Sortie et imprudence de Sansfin devant les amis de la duchesse[1].

Civita-Vecchia, 9 mars 1841.


C


Vers les dernières années du règne de Charles X, c’est-à-dire en 1828 ou 1829, le docteur Sansfin était un pauvre diable de médecin normand, lequel ne possédait pour tout bien qu’un méchant cheval pour faire son service, deux chiens, et un fusil, car il prétendait être grand chasseur.

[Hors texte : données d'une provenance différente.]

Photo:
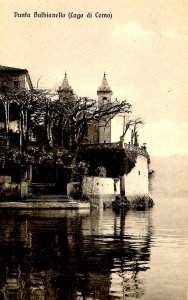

Pour comble de misère, il était bossu et très honteux de sa bosse, car, outre que le ciel lui avait donné de la vanité pour dix Champenois, il se croyait appelé à être homme à bonnes fortunes. Sansfin exerçait toutes ses prétentions dans un bourg de Normandie assez voisin d’Avranches, nous l’appellerons Carville afin d’en pouvoir médire en toute tranquillité, et sans nous exposer aux réclamations pathétiques de quelque bourgeois qui viendrait nous parler de l’honneur de son père, le tout dans l’espérance de voir son nom imprimé dans quelque journal. Ce village de Carville était couronné par un beau château à demi gothique bâti par les Anglais, on avait de là la vue de la mer située à une lieue, et, du côté de terre, une suite de collines couvertes d’arbres. Dans ce château passait

  1. Cet épisode ne figure pas dans le roman.